En materia genética el sector viene invirtiendo desde hace muchos años, con tipos de animales que se adaptan a los diferentes sistemas de producción. En ese aspecto el país ha logrado un buen nivel genético y eso el productor no lo descuida, invirtiendo todos los años en ese rubro y también de igual manera en recursos de alimentación.

¿Cómo ve la nueva preocupación que ha surgido sobre la contaminación del río Santa Lucía?
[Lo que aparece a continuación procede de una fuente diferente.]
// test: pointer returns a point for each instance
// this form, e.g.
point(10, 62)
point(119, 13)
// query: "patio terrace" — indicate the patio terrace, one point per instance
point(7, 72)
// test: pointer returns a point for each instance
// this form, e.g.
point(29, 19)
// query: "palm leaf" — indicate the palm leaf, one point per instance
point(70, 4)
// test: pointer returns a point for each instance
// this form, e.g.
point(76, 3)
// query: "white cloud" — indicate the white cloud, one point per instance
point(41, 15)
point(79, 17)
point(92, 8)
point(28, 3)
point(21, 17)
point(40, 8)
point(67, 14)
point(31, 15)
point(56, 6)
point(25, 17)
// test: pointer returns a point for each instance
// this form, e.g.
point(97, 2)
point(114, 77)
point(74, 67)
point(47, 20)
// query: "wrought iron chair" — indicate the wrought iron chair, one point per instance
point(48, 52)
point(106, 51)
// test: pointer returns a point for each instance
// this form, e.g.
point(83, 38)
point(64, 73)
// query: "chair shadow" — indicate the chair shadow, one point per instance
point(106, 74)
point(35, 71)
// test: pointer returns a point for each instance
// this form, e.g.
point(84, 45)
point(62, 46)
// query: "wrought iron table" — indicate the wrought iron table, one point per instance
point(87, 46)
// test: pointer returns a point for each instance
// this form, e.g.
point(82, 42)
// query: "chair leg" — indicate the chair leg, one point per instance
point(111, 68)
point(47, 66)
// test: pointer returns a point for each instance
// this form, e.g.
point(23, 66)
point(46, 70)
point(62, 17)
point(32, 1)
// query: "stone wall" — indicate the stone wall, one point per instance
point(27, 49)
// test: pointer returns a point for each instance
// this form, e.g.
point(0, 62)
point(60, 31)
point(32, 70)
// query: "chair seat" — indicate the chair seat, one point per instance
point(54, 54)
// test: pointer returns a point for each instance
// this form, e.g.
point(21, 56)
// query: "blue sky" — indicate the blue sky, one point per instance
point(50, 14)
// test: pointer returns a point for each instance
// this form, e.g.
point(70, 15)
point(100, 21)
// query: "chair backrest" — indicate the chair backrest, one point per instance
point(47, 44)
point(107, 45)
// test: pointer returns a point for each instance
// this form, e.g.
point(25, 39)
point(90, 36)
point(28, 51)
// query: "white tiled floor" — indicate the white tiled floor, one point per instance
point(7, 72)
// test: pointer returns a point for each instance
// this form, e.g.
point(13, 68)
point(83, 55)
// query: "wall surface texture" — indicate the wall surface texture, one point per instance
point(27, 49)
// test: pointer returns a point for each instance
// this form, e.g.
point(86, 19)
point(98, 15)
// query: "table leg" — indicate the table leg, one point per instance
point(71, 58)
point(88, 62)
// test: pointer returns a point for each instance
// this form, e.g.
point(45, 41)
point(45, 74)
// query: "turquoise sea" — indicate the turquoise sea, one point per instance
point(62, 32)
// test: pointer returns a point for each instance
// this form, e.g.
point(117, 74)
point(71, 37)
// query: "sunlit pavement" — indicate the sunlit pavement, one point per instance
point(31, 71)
Lo vemos como un tema relevante, pero un tema que nos preocupa no solo de ahora que salió a la discusión nacional, sino que a través del Instituto Nacional de la Leche (Inale) se trabaja desde hace tres años, junto con la Dinama, el Instituto Nacional de Investigación Agropecuaria (INIA) y las facultades de Agronomía, Veterinaria e Ingeniería.

El sector productor es consciente que tiene que empezar a mejorar, pero también es claro que no puede afrontarlo solo el sector productor, porque en definitiva es un bien para toda la sociedad. De alguna manera hay que colaborar con algunos estratos de productores para que puedan tomar las medidas necesarias para mejorar la situación, porque ello les significará un costo agregado.
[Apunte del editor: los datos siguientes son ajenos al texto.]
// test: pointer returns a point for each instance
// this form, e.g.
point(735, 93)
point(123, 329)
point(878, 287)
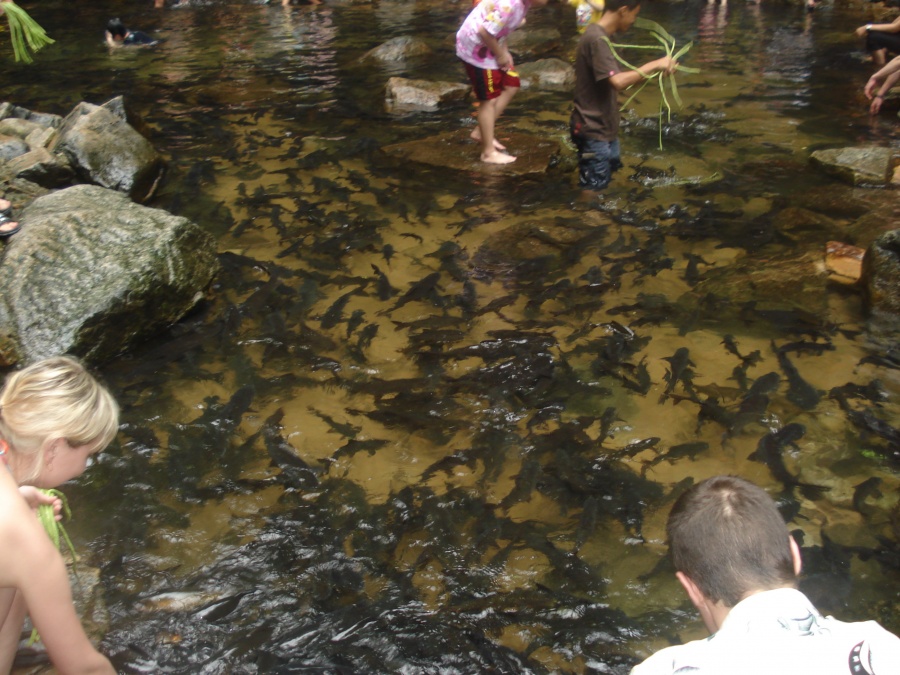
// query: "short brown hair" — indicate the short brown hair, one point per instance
point(728, 536)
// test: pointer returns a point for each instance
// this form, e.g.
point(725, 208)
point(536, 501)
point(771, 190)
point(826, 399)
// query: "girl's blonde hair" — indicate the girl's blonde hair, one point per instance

¿Qué opina de los temas lecheros presentados en las Jornadas de Buiatría de Paysandú?

En las charlas referidas al aspecto reproductivo se brindaron muy buenos conceptos, siendo importante para los tambos de alta producción tener en cuenta los datos que se manejaron sobre herramientas nuevas para poder mantener los niveles reproductivos. Este fue el caso de la conferencia del experto brasileño Rodrigo Carvalho Bicalho, que fundamentalmente se refirió a estrategias de manejo en los rodeos. En lo que respecta a la charla del doctor Carlos Lemaire, de Uruguay, fue importante la presentación de algunos datos reproductivos de establecimientos lecheros uruguayos. Es una muestra que se realiza desde hace tres años en cuatro departamentos junto al laboratorio Colaveco y lo que rescato como importante es que incentiva a nuevos colegas a enviar información para tener una muestra más amplia y más representativa a nivel nacional. Este tipo de trabajo permite ver que hay productores o colegas veterinarios que trabajan un poco mejor y logran indicadores que otros no podemos alcanzar. Recordemos que las tasas de pariciones en rodeos lecheros andan más o menos en el 60%. Diría que por lo tanto, queda mucho por hacer.
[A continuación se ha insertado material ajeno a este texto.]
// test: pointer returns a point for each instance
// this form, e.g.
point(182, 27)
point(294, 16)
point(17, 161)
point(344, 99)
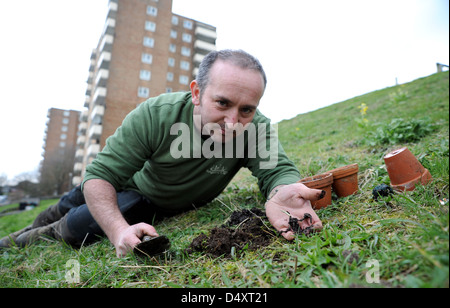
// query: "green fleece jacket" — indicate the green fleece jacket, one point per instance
point(158, 152)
¿Son comparables los datos de pariciones del ganado lechero y de carne?

Son máquinas de producción modernas totalmente diferentes. En general, en la ganadería nacional de carne lo que vemos es que falta comida básicamente, por eso en los años buenos se dan las altas tasas de preñez, como el año pasado. Sin embargo, en el ganado lechero son otros los factores. La comida en el rodeo lechero es importante en la calidad más que en la cantidad, y sobre todo incide el tipo de animal que se utiliza, que creo que es el factor preponderante. El biotipo que estamos usando en Uruguay es de características de alta producción, pero de un comportamiento reproductivo complicado.